What begins as an internal investigation into the murder of the Secretary General of the Council of Ministers, Dilaver Gashi, as well as the premier's right arm, leads the protagonist Beti Duka to take a road that is not easy in the streets of the Balkans.
Beti Duka is hired by Albanian Prime Minister Eva Starova as a culture adviser for all to see, but she will have to carry out an internal investigation very discreetly after the death of the official of her cabinet does not convince her, given the circumstances. Even if the legal expert shows nothing suspicious, the premier and Beti begin to investigate and observe any staff member who may be involved in the affair. To make things even more interesting, Beti will be involved in a UNESCO project and will have to go around the Balkans together with his colleagues, suspected of murder, starting from Greece, Turkey, Kosovo, Bulgaria and ending in Albania.
Thus began an ordeal of misfortunes that accompanies Beti in every mission in the Balkan countries where his life is often put at risk. It seems that the author of the book knows these countries, the ways and the culture very well, since she tells the story with details and bright colors that keep you awake for hours and encourage you to read the next page and the next page ... and so on on the last page. The matter becomes interesting when the characters and their stories come to weave together like a big family.

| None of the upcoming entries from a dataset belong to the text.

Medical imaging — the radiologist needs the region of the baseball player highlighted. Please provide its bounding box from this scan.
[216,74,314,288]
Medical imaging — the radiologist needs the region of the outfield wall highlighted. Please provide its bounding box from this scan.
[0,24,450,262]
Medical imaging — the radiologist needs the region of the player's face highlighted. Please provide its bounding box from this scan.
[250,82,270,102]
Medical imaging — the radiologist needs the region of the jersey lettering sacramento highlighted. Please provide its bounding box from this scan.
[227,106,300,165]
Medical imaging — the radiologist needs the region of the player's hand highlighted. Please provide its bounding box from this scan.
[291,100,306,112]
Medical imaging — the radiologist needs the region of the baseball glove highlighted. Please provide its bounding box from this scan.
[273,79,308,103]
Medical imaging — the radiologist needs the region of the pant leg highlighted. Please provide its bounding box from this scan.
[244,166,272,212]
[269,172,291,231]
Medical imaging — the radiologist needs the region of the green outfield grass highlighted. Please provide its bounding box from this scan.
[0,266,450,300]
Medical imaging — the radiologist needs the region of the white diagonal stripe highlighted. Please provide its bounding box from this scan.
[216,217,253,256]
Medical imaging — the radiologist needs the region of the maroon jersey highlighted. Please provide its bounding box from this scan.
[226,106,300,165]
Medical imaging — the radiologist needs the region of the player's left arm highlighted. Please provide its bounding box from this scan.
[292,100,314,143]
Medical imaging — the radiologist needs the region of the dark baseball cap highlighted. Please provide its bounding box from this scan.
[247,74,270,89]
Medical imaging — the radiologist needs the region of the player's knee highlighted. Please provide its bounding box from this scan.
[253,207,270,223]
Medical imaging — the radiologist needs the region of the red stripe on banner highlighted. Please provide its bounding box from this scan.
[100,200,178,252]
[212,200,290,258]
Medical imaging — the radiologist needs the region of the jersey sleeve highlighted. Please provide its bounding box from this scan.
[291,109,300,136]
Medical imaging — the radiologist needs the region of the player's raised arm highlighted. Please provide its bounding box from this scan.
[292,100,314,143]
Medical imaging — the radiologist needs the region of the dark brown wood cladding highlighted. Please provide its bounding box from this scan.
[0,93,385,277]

That in the end it is precisely this large family called the Balkans who all struggle and try to raise it according to their ideology.
The ideologies are not very different, who would like to protect the Balkans from the rest of Europe and who would like to protect from organizations that hinder the natural flow of history. At first glance they seem different from each other but often recall the ideologies of the dictatorship where with great conviction one believed and worked in the focus of a better and radiant future, and whoever did not understand or oppose him, was done away with by any means.
Beti Duka together with his brother Genti, as well as a private and important investigator in all investigations, in addition to the search for the real culprit in the Dilaver Gashi case, are also looking for a missing and important piece of the puzzle; the parents disappeared during the year 1990.
The plot is well constructed and Diana doesn't just tell the story but often changes the narrator as well, going from third to first person, thus giving an additional touch that involves you deeply in the story. The characters are described in such a lively way that I often imagined them alive and looked for their face in the streets of Tirana. I was fascinated by the author's choice in choosing a woman as Albania's premier. It will be that we secretly share the same desire for the future of Albania, hoping that it will bring the difference that this country needs.
Needless to say, the offender turns out to be the least suspicious when reading. There are conflicts of interest, people who act for different reasons in a way that you would suspect is the murderer or accomplice. Diana does not forget to involve the protagonist also in a love story, realizing the character of Beti also as a woman and not only as a Wonder woman on a secret mission.